Pandora's Boy by Lindsey Davis

Cover of Pandora's Boy by Lindsey Davis

Cover of Pandora's Boy by Lindsey Davis.

Pandora’s Boy is the sixth in Lindsey Davis’ mystery series set in ancient Rome, featuring private investigator Flavia Albia.  Flavia is a British orphan adopted by Marcus Didius Falco, the protagonist of Davis’ previous series, and she has followed in her father’s footsteps.  It is 89 CE, during the reign of the tyrannical emperor Domitian.  Flavia is newly married to the magistrate Tiberius Manlius Faustus, who is recovering after being struck by lightning at their wedding.  In the previous volume, The Third Nero, Flavia had nursed her husband back to health, but she is still concerned that he has not completely recovered.

Tiberius’ ex-wife, Laia Gratiana, comes to Flavia with a case she wants her to investigate: a young girl, Clodia Volumnia, the daughter of a well-to-do-family, has died in mysterious circumstances.  Flavia and Laia hate each other, and at first Flavia does not want to take the case, but then Tiberius disappears, and Flavia is afraid he suffered memory loss after the lightning strike and wandered off somewhere.  She takes the case after all, hoping to find her husband.  Soon she finds him, going incognito as an assistant to a lettuce-seller.  This does not surprise Flavia, since Tiberius often goes around Rome in disguise to help her with her cases.  He is hoping to hear what people are saying about Clodia Volumnia’s death.

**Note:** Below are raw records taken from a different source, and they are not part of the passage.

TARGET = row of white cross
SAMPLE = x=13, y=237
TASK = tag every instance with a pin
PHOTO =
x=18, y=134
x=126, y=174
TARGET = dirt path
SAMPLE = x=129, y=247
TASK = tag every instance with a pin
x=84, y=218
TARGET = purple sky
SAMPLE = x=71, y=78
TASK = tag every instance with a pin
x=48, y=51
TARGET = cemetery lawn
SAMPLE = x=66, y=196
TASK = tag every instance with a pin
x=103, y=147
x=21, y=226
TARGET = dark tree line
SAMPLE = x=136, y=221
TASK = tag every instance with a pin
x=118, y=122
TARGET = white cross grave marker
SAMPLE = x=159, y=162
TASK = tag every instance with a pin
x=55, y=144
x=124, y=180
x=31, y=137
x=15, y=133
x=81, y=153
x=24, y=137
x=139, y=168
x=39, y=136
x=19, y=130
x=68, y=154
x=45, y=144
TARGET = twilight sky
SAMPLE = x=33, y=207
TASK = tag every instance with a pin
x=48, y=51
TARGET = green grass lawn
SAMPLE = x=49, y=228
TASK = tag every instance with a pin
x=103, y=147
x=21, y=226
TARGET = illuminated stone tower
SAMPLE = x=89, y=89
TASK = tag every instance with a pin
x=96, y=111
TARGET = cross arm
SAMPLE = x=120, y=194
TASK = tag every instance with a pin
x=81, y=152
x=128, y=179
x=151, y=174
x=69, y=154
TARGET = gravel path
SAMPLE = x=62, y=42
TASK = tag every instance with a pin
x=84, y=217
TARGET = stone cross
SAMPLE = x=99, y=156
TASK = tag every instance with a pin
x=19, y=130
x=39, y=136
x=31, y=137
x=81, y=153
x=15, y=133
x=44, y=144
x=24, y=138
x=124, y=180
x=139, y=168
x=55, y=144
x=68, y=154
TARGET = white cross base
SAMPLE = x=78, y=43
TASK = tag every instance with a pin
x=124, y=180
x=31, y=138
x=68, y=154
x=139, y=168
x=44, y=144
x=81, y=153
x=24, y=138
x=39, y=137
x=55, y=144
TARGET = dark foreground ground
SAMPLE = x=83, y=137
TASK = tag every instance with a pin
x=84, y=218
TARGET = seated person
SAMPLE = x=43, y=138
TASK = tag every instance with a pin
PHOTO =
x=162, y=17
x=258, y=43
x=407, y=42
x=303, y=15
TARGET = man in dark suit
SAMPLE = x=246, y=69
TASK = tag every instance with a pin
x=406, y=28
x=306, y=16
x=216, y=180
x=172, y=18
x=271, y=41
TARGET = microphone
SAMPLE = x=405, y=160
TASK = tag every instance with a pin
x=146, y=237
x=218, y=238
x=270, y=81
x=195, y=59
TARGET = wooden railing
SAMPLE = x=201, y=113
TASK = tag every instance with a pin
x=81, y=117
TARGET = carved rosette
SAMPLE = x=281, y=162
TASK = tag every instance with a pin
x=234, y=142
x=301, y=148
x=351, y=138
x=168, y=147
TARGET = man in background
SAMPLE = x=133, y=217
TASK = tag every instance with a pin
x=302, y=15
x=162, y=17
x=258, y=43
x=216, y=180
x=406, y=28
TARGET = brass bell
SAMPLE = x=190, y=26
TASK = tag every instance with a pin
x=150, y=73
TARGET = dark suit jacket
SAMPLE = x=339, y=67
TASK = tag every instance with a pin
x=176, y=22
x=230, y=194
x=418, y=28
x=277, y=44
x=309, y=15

Flavia meets with Clodia’s family, and finds that the girl’s parents are about to divorce because the family is so deeply divided over what caused her death.  Clodia’s father thinks his daughter, who was in love with Numerius, a young man her family considered unsuitable, died after drinking a love potion supplied by the herbalist Pandora.  Clodia’s mother insists there was no love potion, and that her daughter died of a broken heart after Numerius broke off the relationship.  The two grandmothers each sided with their own children and have gotten into a fight, in which a slave, who intervened, has broken his arm.  After talking with Clodia’s so-called friends, Flavia realizes they were no friends to her.  They are a group of spoiled, self-centered young people, all older than Clodia, who spend their lives drinking, having casual sex, and playing practical jokes.  They are all friends of Clodia’s older brother, who has joined the army and is stationed in Africa, and they considered Clodia an annoying hanger-on.  Clodia’s boyfriend, Numerius, never cared much for her and has several other girlfriends, and it turns out that, shortly before her death, Clodia had fallen in love with Vincentius, the handsome grandson of Pandora the herbalist (the “Pandora’s Boy” of the title).

As Flavia investigates the family of Pandora and Vincentius, she discovers that Pandora is more than just an herbalist, and that she is involved with witchcraft, which is illegal in Rome.  Pandora belongs to an organized crime family which Flavia has been trying to bring down for a while, and Vincentius is being trained as a lawyer so he can defend his family in court if he needs to.  Could Clodia have been the victim of gang warfare between Vincentius’ family and another crime family?  As Flavia comes closer to the truth, her own life is endangered, and then a friend of Falco’s, who has been helping her in her investigations, is murdered.  Flavia realizes she must find the killer before she becomes the next victim.

Pandora’s Boy is very suspenseful, with the plot taking many twists and turns.  Lindsey Davis knows the details of life in ancient Rome extremely well.  Each book in the Flavia Albia series takes place in a different neighborhood in Rome, and each focuses on different aspects of Roman life.  Pandora’s Boy is excellent in its details of the lives of young people, crime families and gang warfare, and witchcraft.  Flavia is a wonderful character, with much of Falco’s dry wit and sarcasm, even though she is a more solitary person than her father.  She and her husband, Tiberius, often bounce ideas off of each other, and they work very well as a team.  Falco makes a brief appearance in this book, after being on the sidelines in previous volumes.  He and Flavia quarrel after Falco’s friend is murdered while helping Flavia, but they soon make up again.  I am looking forward to many more adventures of Flavia Albia.

Pandora's Boy is available from the Browsing Collection of the Shapiro Undergraduate Library.